Be careful when using the input CSV connector to avoid using it in the wrong mode as they are highly similar.

Output connector

The CSV output connector pw.io.csv.write has two parameters: the table you want to output and the address of the CSV file in which the output will be written:

pw.io.csv.write(t, "output_stream.csv")

Every time the table t is updated, the changes will be automatically appended in output_stream.csv.

Special case: static mode

Similarly to its input counterpart, the CSV output connector can be used in the static mode. Nothing changes here, you can still use pw.io.csv.write(t, "output_static_file.csv"). However, the static data will be printed at once in the file, without any further update.

Complete example

Let's go back to our example on how to compute a sum over the values of the columns value inside CSV files. The final version of our project contains two files: realtime_sum.py which processes the stream using Pathway and generating_stream.sh which generates the streams.

Here is realtime_sum.py:

realtime_sum.py

import pathway as pw

class InputSchema(pw.Schema):
  value: int


t = pw.io.csv.read(
  './input_stream_dir/',
  schema=InputSchema,
  mode="streaming"
  )
t = t.reduce(sum=pw.reducers.sum(t.value))
pw.io.csv.write(t, "output_stream.csv")
pw.run()

Don't forget to run the computation with pw.run(), otherwise nothing will happen. Once pw.run() is called, the computation will be run forever until it gets killed. If you need some reminders on Pathway operations, don't hesitate to take a look at our first-steps guide.

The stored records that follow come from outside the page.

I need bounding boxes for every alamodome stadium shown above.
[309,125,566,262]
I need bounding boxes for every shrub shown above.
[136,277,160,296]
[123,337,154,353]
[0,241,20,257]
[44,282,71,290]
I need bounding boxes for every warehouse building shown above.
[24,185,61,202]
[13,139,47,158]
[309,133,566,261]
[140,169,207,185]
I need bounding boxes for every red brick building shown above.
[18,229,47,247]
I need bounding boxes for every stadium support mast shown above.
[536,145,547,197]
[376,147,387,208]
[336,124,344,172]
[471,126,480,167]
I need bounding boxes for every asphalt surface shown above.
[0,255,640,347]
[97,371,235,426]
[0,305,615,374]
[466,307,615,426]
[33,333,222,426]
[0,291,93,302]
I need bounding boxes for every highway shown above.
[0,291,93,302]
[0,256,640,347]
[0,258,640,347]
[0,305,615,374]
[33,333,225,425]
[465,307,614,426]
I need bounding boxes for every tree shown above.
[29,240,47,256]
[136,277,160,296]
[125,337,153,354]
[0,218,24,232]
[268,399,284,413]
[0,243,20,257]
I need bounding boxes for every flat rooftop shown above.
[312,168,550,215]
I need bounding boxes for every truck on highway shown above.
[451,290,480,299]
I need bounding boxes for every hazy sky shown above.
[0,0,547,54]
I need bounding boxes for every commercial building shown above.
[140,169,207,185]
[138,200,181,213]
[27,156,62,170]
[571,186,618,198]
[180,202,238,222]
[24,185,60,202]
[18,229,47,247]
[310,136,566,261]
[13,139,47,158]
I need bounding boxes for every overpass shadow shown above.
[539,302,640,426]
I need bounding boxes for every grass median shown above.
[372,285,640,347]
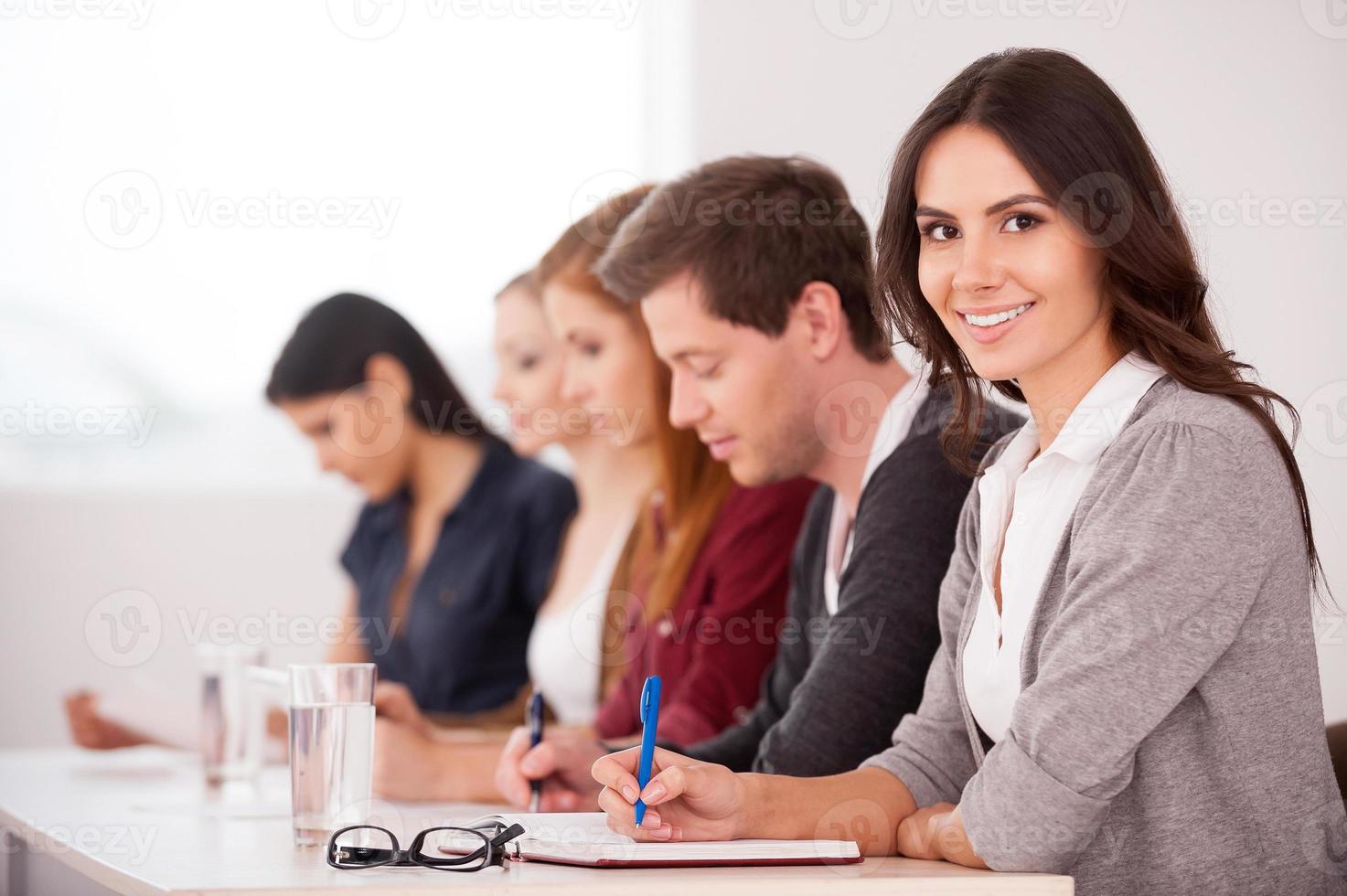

To have a streaming setup, you need to periodically insert new CSV files into a given directory. It can be easily done using a bash script generating_stream.sh which prints every second a new value:

generating_stream.sh

#!/bin/bash
src="./sum_input_data/"
rm -r $src
mkdir -p $src

sleep 10

for LOOP_ID in {1..30}
do
    filename=$src"input_table_$LOOP_ID.csv"
    printf "value\n$LOOP_ID\n" >> $filename
    sleep 1
done

The input connector requires the input CSV directory to exist so the script generating the stream should be launched first. The input connector will connect to the file and update the results every time a new CSV file is added, updating automatically and in real time the output CSV file using the output CSV connector.